Es hätte das Jahr der Houston Rockets werden sollen, jetzt, wo im Playoff-Final deutlich wird, wie verwundbar der Serienmeister Golden State Warriors tatsächlich ist. Aber während der Aussenseiter Toronto gerade nach dem Titel greift – die Raptors führen in der Finalserie mit 3:2 Siegen –, endete die Saison der Rockets schon vor einem Monat. Wieder einmal versagte das Team im entscheidenden Moment.
Klubbesitzer Tilman Fertitta kündigte danach einschneidende Veränderungen an, er sagte: «Wir werden diese Herausforderung meistern. Unsere Zeit wird kommen.» Noch lassen die Wechsel auf sich warten, bis dato haben die Rockets einzig den für die Defensive verantwortlichen Assistenztrainer Jeff Bzdelik entlassen.

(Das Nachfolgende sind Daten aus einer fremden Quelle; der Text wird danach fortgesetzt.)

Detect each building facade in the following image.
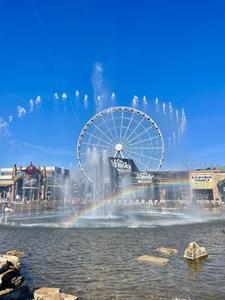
[0,163,70,201]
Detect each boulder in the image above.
[156,247,178,255]
[34,288,78,300]
[0,286,33,300]
[0,256,12,274]
[5,249,25,258]
[34,287,61,300]
[0,269,23,290]
[136,255,169,266]
[5,207,13,213]
[184,242,208,260]
[60,293,78,300]
[0,254,20,271]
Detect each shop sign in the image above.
[111,158,131,172]
[136,172,154,183]
[191,175,212,182]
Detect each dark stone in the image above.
[0,286,33,300]
[0,260,12,274]
[0,269,23,290]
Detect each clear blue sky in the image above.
[0,0,225,166]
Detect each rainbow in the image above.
[63,181,189,228]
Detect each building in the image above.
[109,158,225,203]
[0,163,70,201]
[189,167,225,202]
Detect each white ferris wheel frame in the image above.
[76,106,165,182]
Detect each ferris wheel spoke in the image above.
[127,135,159,147]
[83,131,112,146]
[127,151,150,170]
[92,123,113,145]
[111,110,118,141]
[122,113,134,143]
[100,115,116,144]
[124,118,145,143]
[119,110,124,143]
[126,150,161,161]
[124,126,154,144]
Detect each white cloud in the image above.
[35,96,41,105]
[9,115,13,123]
[75,91,80,98]
[54,93,59,100]
[132,96,138,107]
[0,118,9,136]
[62,93,67,101]
[17,106,26,119]
[29,99,34,112]
[84,95,88,108]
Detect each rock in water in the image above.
[0,269,23,290]
[136,255,169,266]
[0,254,20,271]
[184,242,208,260]
[156,247,178,255]
[0,256,12,274]
[34,288,78,300]
[0,286,33,300]
[34,288,61,300]
[60,293,78,300]
[5,249,25,258]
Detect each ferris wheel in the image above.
[77,106,164,181]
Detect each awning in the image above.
[0,180,13,187]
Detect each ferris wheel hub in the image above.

Doch die Ruhe trügt; General Manager Daryl Morey wirbelt hinter den Kulissen. Diverse Medien berichten, dass die Rockets mindestens eine der drei Stammkräfte Clint Capela/PJ Tucker/Eric Gordon austauschen werden – möglicherweise bereits in dieser Woche, bevor am 20. Juni der NBA-Draft stattfindet.
Capela (25) ist ein Transferkandidat, obwohl er erst im Sommer einen mit 90 Millionen Dollar dotierten Fünfjahresvertrag unterschrieben hat. Der Genfer spielte eine starke Regular Season und enttäuschende Playoffs, doch sein möglicher Transfer hat weniger mit den persönlichen Leistungen zu tun als mit der Situation der Rockets: Manager Morey läuft die Zeit davon. Superstar James Harden wird im August 30 Jahre alt, Houston muss ihm bessere Teamkollegen zur Verfügung stellen, während er noch im Zenit seines Schaffens steht.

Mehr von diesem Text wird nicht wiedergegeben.